Espaço do Diário do Minho

A família na nova realidade social(?)

7 Ago 2022
Armindo Oliveira

1 – Falar hoje da família é expor e extravasar uma ideia e uma visão troglodita, arcaica, a caminhar para o absurdo. Encontra-se esta temática nos antípodas da modernidade. A família é um núcleo social reaccionário e marginal a um regime de homens perversamente livres, de igualdades e incoerente para uma sociedade que se quer livre de preconceitos e de estigmas. Os fanáticos desta tese querem criar a ideia que a família insere-se num conceito ambíguo e preconceituoso em que a sua valia é mais perniciosa do que vantajosa para a coesão social. Estamos, de facto, num tempo do vale tudo relativamente a esta matéria, pois não falta por aí gente demasiadamente “esclarecida e interessada” em pôr em causa os valores da família. E a verdade é que essa gente tem conseguido avanços significativos, o que é notório e dorido nos tempos de correm.

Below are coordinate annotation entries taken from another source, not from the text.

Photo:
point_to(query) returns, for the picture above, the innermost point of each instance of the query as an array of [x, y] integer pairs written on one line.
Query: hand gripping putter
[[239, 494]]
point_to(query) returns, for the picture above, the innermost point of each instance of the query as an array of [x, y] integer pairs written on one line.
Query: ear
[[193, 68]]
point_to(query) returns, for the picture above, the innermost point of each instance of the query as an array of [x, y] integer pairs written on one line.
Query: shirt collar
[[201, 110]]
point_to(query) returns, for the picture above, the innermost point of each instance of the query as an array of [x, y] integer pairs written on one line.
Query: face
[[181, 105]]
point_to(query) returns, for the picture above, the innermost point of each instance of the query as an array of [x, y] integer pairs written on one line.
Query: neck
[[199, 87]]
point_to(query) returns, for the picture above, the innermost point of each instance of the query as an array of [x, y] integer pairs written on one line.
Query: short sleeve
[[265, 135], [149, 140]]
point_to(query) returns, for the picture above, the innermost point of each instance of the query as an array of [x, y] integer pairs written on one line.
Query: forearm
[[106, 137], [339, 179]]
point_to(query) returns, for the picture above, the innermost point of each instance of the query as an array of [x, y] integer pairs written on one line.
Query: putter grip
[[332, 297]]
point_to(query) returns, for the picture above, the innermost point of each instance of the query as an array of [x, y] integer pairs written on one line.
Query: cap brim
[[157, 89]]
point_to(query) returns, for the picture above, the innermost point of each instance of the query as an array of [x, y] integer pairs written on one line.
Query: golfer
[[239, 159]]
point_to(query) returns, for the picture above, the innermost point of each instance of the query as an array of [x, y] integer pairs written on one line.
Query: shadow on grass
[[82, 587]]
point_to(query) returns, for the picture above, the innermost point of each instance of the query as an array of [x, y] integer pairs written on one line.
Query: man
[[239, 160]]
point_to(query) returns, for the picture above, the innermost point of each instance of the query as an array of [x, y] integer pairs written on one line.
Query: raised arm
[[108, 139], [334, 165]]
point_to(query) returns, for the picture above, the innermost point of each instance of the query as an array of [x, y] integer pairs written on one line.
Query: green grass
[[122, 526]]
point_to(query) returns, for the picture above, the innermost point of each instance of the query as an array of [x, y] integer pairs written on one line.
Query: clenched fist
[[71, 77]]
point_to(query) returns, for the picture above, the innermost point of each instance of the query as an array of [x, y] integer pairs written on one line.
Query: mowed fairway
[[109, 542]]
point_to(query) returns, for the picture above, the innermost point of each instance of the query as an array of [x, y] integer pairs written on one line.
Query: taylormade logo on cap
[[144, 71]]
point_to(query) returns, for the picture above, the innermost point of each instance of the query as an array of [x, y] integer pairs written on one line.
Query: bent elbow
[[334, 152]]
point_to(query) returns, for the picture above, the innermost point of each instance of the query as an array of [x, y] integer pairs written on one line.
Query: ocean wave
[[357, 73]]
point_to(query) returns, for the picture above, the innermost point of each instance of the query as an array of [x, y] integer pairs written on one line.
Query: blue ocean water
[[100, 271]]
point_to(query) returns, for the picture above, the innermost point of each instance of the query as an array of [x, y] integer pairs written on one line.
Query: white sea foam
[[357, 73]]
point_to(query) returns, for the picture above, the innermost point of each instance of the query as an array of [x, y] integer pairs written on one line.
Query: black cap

Não vale a pena tapar o sol com a peneira, porque a realidade está bem presente e bem diante dos nossos olhos. A realidade familiar precisa de uma resposta clara, afirmativa e exemplar de todos aqueles que ainda têm a dimensão de família bem activa e vivificante. Não há dúvida, portanto, que cada vez há menos famílias (tradicionais) e mais “arranjos familiares” que se consubstanciam em miscelâneas de viveres ocasionais e fluídos. Alguns até a contrariar as normas sábias da Natureza.

2 – A família está sofrendo ataques ideológicos do sector extremista, bem reforçados por comodismos da modernidade e por falta de respostas adequadas e convincentes por parte dos políticos para mitigar ou mesmo resolver as necessidades mínimas dos jovens.

A geração mais qualificada de sempre, esta é o busílis da questão, não está preparada para enfrentar os problemas que estão associados à vida familiar. Não é fácil viver em família, em família funcional, porque este agregado único e singular, exige partilha, tolerância, respeito mútuo, confiança, espírito de sacrifício e uma resistência psicológica hercúlea para vencer as contrariedades “impostas” por uma sociedade em ebulição e supostamente de bem-estar. Uma sociedade marcada por facilitismos e quase sempre insatisfeita.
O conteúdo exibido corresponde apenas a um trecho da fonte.